Happy Dragon Boat Festival!
Known in my Taiwanese family as “bah-tsang” holiday, for the steamed bamboo-leaf wrapped sticky rice parcels which are eaten on this day. In Taiwan, the rice is combined with morsels of soy-sauce braised pork and hard-boiled eggs (or salted duck eggs), boiled peanuts, shiitake mushrooms and shallots. (For an excellent tutorial see my friend’s video tutorial at Hapamama.com https://hapamama.com/how-to-fold-bah-tsang-zongzi-with-a-video-tutorial/)
This is a photo of my 88 year old mother-in-law, whom we call Mommy, in her Flushing, NY apartment making her Toishanese version, called gau-tung, which has a similar filling but with the addition of lap cheong (Cantonese sausage). She’s one of the strongest people I know— she was sick in the ER over the weekend but she’s rallied enough to fulfill her need to make these in time for the holiday! We’re sad that we can’t be there to celebrate and eat these with her.
When I moved to San Francisco, I laughed the first time I saw these selling in my local Chinese market, labeled not as bah-tsang, gau-tung or the Mandarin name, zongzi— but as “Chinese tamales.”

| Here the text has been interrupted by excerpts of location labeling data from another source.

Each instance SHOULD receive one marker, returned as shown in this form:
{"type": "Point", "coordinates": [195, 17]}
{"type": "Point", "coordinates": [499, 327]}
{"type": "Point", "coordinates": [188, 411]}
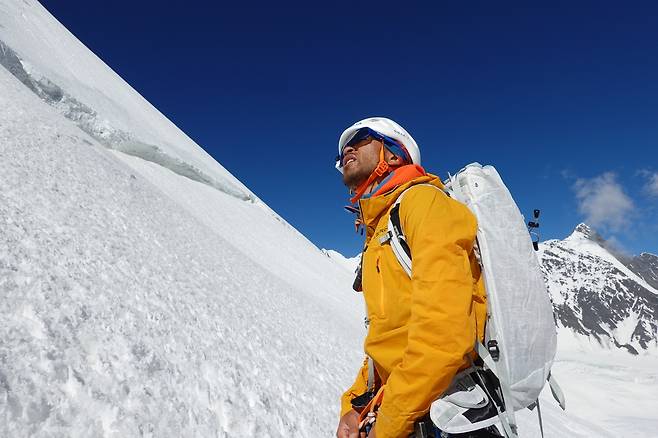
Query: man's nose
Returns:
{"type": "Point", "coordinates": [347, 149]}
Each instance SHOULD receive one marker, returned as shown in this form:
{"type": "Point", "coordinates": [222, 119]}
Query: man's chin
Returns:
{"type": "Point", "coordinates": [353, 179]}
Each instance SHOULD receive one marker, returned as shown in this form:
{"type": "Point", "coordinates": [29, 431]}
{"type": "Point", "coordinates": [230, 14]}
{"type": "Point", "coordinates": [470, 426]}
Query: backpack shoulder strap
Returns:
{"type": "Point", "coordinates": [395, 233]}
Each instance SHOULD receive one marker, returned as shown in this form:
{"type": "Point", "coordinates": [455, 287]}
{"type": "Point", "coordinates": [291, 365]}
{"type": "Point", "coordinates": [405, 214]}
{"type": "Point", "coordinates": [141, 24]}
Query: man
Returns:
{"type": "Point", "coordinates": [422, 329]}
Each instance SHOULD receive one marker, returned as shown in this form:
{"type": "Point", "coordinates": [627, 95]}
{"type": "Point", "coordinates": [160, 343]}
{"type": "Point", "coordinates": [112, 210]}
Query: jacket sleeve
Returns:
{"type": "Point", "coordinates": [359, 387]}
{"type": "Point", "coordinates": [441, 330]}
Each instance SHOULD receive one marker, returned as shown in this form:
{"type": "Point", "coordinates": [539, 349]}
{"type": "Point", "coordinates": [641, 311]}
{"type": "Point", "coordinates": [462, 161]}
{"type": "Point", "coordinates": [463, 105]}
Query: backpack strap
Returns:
{"type": "Point", "coordinates": [395, 233]}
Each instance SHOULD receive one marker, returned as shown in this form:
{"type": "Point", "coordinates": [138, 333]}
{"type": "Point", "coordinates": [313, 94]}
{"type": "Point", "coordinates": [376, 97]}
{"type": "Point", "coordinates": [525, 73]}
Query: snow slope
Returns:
{"type": "Point", "coordinates": [124, 314]}
{"type": "Point", "coordinates": [144, 291]}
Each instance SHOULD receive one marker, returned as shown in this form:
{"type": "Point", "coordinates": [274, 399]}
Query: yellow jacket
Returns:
{"type": "Point", "coordinates": [422, 329]}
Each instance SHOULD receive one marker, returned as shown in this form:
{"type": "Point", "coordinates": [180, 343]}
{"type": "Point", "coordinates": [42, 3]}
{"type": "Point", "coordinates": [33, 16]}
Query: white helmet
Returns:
{"type": "Point", "coordinates": [386, 127]}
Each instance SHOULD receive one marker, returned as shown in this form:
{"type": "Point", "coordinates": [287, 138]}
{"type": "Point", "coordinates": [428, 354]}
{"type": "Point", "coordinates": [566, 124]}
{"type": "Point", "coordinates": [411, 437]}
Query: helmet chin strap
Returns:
{"type": "Point", "coordinates": [382, 169]}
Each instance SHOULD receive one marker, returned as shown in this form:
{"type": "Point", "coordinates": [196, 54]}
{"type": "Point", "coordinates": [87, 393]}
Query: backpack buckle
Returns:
{"type": "Point", "coordinates": [494, 351]}
{"type": "Point", "coordinates": [385, 238]}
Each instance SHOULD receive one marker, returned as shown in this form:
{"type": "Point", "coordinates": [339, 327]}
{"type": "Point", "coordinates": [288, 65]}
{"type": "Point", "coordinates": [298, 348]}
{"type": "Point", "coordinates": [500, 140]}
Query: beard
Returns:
{"type": "Point", "coordinates": [355, 176]}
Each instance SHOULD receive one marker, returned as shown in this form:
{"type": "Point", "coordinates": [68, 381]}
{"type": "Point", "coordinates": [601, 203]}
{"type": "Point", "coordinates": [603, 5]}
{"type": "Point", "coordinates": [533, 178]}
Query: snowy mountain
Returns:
{"type": "Point", "coordinates": [145, 291]}
{"type": "Point", "coordinates": [351, 264]}
{"type": "Point", "coordinates": [645, 266]}
{"type": "Point", "coordinates": [597, 296]}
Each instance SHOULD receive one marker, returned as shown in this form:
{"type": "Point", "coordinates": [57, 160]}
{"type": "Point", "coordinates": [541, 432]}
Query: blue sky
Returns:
{"type": "Point", "coordinates": [561, 98]}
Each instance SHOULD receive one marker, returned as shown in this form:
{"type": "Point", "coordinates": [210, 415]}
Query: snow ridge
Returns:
{"type": "Point", "coordinates": [102, 130]}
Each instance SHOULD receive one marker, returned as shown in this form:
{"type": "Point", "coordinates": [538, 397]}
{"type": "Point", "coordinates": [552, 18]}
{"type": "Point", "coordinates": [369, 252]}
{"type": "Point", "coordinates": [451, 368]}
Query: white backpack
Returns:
{"type": "Point", "coordinates": [520, 335]}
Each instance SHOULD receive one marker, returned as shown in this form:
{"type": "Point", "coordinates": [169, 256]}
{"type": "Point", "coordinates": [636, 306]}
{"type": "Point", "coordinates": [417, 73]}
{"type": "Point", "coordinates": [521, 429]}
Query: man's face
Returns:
{"type": "Point", "coordinates": [359, 161]}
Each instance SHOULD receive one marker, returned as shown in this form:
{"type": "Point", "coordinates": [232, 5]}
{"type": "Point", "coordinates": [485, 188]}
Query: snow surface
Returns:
{"type": "Point", "coordinates": [124, 314]}
{"type": "Point", "coordinates": [137, 302]}
{"type": "Point", "coordinates": [582, 243]}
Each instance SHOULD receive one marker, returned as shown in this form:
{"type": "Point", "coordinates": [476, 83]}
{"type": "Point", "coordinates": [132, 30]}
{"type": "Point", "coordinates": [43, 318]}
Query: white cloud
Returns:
{"type": "Point", "coordinates": [603, 202]}
{"type": "Point", "coordinates": [652, 184]}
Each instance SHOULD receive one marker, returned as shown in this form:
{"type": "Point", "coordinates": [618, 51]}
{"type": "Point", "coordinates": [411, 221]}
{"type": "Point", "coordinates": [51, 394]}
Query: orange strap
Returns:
{"type": "Point", "coordinates": [369, 414]}
{"type": "Point", "coordinates": [381, 170]}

The festival celebrates a legend of a poet who, distraught over unrequited love, throws himself into a river. To save him from the river’s carnivorous fish, the search party threw in rice dumplings to stave them off.
(I have never made these! Let me know if you do! If I were to make a plantbased version, I would leave out the meat and eggs, and add some five-spice braised tofu and chunks of roasted sweet potato, skin-on.)